К раннему утру поднялся – глаза его больше не смыкались. По полу понесло прохладой, в печи слабо тлели маленькие уголечки, и за ночь все тепло с дома ушло, просквозило.
Печь пришлось растапливать заново, поставить чугунок на подогревку, скормить приблудившейся собаке Чайке остатки вчерашней пшенной каши.
Рыжая, тощая дворняжка сначала побаивалась странного хозяина, и близко подходить не решалась. Не человек ведь, словами ничего не объяснишь да не докажешь. Принюхивалась, поглядывала грустными, темными глазами и убиралась восвояси.
Опосля, Николай узнал, что дворняжку незатейливо кликали Чайкой, и что хозяин ее, здешний важный господин из старой аристократии, уехал в город – пытать своего счастья, и, видать, лишними хлопотами о бывшей питомице решил себя не утруждать.
С того-то горькая у собачонки началась жизня. Много она бегала по вокзалам, надеясь учуять запах хозяина, скулила на перроне, откуда ее палками гнали работники железнодорожного, лупила ее камнями и местная детвора – от одного-то камешка и пострадала смешная, тонкая с рыжиной Чайкина лапа, и теперь она жалко прихрамывала.
Опосля, добывая себе пропитание, приблудила она к соседям, польстившись на запах жареного мяса. И пока толстая и неповоротливая Софья Ильинична крутилась вокруг садового, грубо сколоченного стола, Чайка взяла и свистнула со стола-то куриную ножку. Бежать, глупая, кинулась, а про лапу свою позабыла. Голод, как известно, не тетка…За дворняжкой по пятам неслась хозяйка, и вопила во все горло.
Добычу Чайка, все-таки, унести сумела, но по дороге Софья славно отходила воришку скалкой по тонким, собачьим ребрам и на том отстала, запыхавшись и спутавшись в собственной же юбке. И видно, крепкая бабья рука сдрубила таки Чайке верхний позвонок, и шея ее чуть покривилась, и временами, уродливо корежилась.

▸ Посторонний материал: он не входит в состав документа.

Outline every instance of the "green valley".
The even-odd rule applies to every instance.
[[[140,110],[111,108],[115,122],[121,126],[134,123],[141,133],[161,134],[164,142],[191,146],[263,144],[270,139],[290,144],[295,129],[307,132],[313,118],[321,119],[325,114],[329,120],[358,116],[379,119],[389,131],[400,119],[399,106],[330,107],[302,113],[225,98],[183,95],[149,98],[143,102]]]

Ивушкин Чайку прикармливал долго. И вот так штука – схож он был с нею, с рыжей, бесхозной дворнягой. Разве что, собачье сердце оказалось теплее и живее человеческого – зла оно не держало. Просто остерегалась переменчивой руки рода людского. Опосля, дворняга бояться перестала, и исправно приходила чуть не каждое утро. Не скулила и не лаяла, только терпеливо ждала своей пайки, ласкалась об тяжелую, в мозолях ладонь Николая и уходила.
- Ну куды, куды ты, дурная, пойдешь? Ты погляди, мороз нынче какой! Околеешь! – бранил собачонку Ивушкин по зиме, когда свирепствовали вьюжные ветра. И такую погоду Чайка углом не пренебрегала и оставалась ночевать в коридоре, устраиваясь на постеленной специально для нее старой телогрейки.

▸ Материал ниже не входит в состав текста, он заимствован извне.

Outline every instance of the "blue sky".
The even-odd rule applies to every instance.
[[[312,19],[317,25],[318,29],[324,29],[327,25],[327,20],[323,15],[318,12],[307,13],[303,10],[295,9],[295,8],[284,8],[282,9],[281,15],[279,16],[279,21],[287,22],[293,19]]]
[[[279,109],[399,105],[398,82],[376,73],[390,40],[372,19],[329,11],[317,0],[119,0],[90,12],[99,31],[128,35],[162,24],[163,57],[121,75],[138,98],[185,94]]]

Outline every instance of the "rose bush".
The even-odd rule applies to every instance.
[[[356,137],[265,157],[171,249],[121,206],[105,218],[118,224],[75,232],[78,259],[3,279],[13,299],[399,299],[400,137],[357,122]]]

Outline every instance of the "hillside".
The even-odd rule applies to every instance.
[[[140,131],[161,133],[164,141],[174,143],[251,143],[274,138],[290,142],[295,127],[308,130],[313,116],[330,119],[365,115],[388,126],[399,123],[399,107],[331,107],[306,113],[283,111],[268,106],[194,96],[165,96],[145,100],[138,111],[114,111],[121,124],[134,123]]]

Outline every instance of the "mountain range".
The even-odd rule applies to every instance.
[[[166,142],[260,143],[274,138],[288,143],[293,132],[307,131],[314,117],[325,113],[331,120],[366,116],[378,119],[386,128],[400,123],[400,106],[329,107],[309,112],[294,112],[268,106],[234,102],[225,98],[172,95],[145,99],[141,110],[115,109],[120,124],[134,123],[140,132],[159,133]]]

Привычно потрепав Чайку по рыжей холке, Ивушкин поставил перед нею жестяную, попорченную миску и зашагал к колодцу.
Утро было раннее, под ногами хрустел не исстаившийся покамест снег, и впервые он так легко ощущал сменившийся за ночь ветер у себя в волосах. А на востоке заревом поднималось солнце – весна того и гляди польется через край. Вот и поля прежней силой землицы-Матушки заколосятся, начнется покос, пойдут через реку бревна на исправку и деревня снова заживет, поднимется от зимней стужи. И всюду разнесется запах свежего сена, к лету – малины, лесных душистых трав, разрастется всюду бурьян, и как славно будет после работицы выпить кружку свежего молока, закусить мягким хлебом с черничным вареньем…И больше ничего. Будут светить звезды, уведут лошадей в ночное, где-то за деревней затянется звонким колоколом песня, и всюду будет жизнь.
И Клаус…Почему-то во всей это складной да милой сердцу картине блестели в поднебесье его глаза.

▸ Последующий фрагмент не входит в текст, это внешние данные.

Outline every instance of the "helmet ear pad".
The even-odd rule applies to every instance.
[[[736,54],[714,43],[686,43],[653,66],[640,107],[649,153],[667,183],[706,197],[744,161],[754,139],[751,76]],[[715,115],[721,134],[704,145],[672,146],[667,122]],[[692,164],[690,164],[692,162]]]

На крыльце Николай стряхивает с сапог остатки талой водицы, в дом крадется тихонечко, не скрипнет за ним и дверь.
Но только лишь глянув в спальню – он замирает, омертвело пальцы разжались, и студеная вода тут же кинулась в ноги. Постель – как и когда-то давно – оказалась пуста.
Сцепив зубы, давя в груди хриплый крик, тая страшный удар, Ивушкин выбросился за дверь, едва только скользя по полу промокшими ногами. Заозирался вокруг – тишь да гладь, ни словечка, ни шажочка. Будто бы ничего и не было. Привиделось все.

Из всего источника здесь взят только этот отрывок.